In recent months, as debt markets have rallied, private equity groups have turned to bond and loan markets to issue their dividends, offloading that debt to portfolio companies to return capital to their investors.

Hunter Point’s CFO David Prael wrote in the letter: “While we expected to pursue a financing and ‘dividend recap’ when the portfolio was further developed, the market provided a window of opportunity in which to we profit”.

Capital raising for Hunter Point, led by bankers from Goldman Sachs and Wells Fargo, has shifted to a relatively new structure supported by cash flows from its investments in other managers. This includes its holdings in buyout firm L Catterton, secondary investor Coller Capital and real estate investment and lending shop Pretium Partners.
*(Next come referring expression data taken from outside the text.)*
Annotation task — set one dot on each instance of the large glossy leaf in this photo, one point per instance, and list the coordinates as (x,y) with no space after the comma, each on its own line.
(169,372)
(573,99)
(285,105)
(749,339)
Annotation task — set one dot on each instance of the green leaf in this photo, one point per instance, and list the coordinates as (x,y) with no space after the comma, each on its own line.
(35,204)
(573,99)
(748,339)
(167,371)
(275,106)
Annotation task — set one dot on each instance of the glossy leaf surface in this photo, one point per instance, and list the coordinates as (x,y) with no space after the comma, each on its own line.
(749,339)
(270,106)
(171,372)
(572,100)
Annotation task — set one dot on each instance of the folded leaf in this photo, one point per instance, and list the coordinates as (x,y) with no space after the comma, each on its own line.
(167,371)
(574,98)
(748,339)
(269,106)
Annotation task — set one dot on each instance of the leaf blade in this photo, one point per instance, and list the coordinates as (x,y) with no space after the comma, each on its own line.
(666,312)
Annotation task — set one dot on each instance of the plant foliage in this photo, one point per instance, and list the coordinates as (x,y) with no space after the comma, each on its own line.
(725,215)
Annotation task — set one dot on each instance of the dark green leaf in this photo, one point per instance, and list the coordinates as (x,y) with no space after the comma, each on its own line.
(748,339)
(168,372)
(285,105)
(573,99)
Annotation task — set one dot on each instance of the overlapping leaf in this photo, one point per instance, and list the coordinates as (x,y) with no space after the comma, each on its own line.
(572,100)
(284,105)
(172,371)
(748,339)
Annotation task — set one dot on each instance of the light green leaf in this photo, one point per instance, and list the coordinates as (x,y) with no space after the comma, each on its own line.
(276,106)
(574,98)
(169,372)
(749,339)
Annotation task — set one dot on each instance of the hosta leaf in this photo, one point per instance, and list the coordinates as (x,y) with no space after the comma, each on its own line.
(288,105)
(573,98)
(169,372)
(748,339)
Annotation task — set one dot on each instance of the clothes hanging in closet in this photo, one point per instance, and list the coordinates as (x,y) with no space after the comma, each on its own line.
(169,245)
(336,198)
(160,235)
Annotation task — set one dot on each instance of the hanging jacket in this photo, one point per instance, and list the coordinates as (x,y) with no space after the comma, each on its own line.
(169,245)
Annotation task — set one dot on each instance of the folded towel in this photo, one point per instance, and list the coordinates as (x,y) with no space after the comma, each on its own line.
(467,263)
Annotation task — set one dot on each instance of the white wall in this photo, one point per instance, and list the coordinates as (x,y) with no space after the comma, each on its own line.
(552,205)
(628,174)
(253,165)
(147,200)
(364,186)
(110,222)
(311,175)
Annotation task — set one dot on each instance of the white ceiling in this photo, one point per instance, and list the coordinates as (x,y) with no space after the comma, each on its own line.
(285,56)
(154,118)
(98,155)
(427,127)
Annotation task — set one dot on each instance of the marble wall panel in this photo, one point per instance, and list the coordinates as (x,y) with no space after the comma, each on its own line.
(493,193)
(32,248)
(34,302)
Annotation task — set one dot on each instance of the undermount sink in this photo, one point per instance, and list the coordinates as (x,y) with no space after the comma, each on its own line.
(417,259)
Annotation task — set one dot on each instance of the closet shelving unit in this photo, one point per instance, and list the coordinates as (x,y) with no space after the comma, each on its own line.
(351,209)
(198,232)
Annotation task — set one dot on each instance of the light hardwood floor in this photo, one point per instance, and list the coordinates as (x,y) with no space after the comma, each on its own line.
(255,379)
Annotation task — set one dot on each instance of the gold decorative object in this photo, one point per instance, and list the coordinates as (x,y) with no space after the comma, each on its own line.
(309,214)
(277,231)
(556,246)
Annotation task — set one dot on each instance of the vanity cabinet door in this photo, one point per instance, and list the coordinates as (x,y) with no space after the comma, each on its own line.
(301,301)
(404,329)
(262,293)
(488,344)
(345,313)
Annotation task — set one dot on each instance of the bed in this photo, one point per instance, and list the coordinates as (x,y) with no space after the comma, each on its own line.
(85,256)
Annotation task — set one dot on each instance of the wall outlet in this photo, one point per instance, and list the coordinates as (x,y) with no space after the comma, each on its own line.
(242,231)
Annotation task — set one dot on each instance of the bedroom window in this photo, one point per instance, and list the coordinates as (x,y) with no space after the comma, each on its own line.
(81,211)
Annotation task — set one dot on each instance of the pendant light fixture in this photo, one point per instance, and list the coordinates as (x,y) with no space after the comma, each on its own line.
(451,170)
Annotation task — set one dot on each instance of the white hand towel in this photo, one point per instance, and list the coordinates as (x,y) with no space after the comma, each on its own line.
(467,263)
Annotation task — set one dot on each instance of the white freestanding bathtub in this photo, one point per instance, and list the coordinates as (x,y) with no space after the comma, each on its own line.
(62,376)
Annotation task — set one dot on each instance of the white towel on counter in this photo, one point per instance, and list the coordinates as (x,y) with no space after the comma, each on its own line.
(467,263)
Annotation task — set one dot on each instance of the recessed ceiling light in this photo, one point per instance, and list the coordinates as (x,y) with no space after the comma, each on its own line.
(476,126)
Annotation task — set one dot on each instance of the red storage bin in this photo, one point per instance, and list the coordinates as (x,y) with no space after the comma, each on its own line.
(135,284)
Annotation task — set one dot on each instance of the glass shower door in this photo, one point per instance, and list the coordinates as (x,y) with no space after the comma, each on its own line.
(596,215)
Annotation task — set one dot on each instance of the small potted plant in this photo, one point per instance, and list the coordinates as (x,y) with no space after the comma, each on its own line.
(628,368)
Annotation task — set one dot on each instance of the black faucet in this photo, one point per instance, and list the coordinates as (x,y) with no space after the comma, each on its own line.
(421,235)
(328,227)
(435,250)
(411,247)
Hunter Point, Goldman Sachs and Wells declined to comment.

Investment managers in this small corner of the market have used these securitizations to return money to their fund backers, given that stakes in buyout groups are often cashed out only when firms go public or are sold.

Hunter Point was founded in 2020 by former top Blackstone executive Bennett Goodman and JC Flowers and Goldman Sachs alum Avi Kalichstein. Their businesses focus on buying stakes in other private equity firms, a strategy that has attracted capital growth given the relatively stable management fees those businesses generate.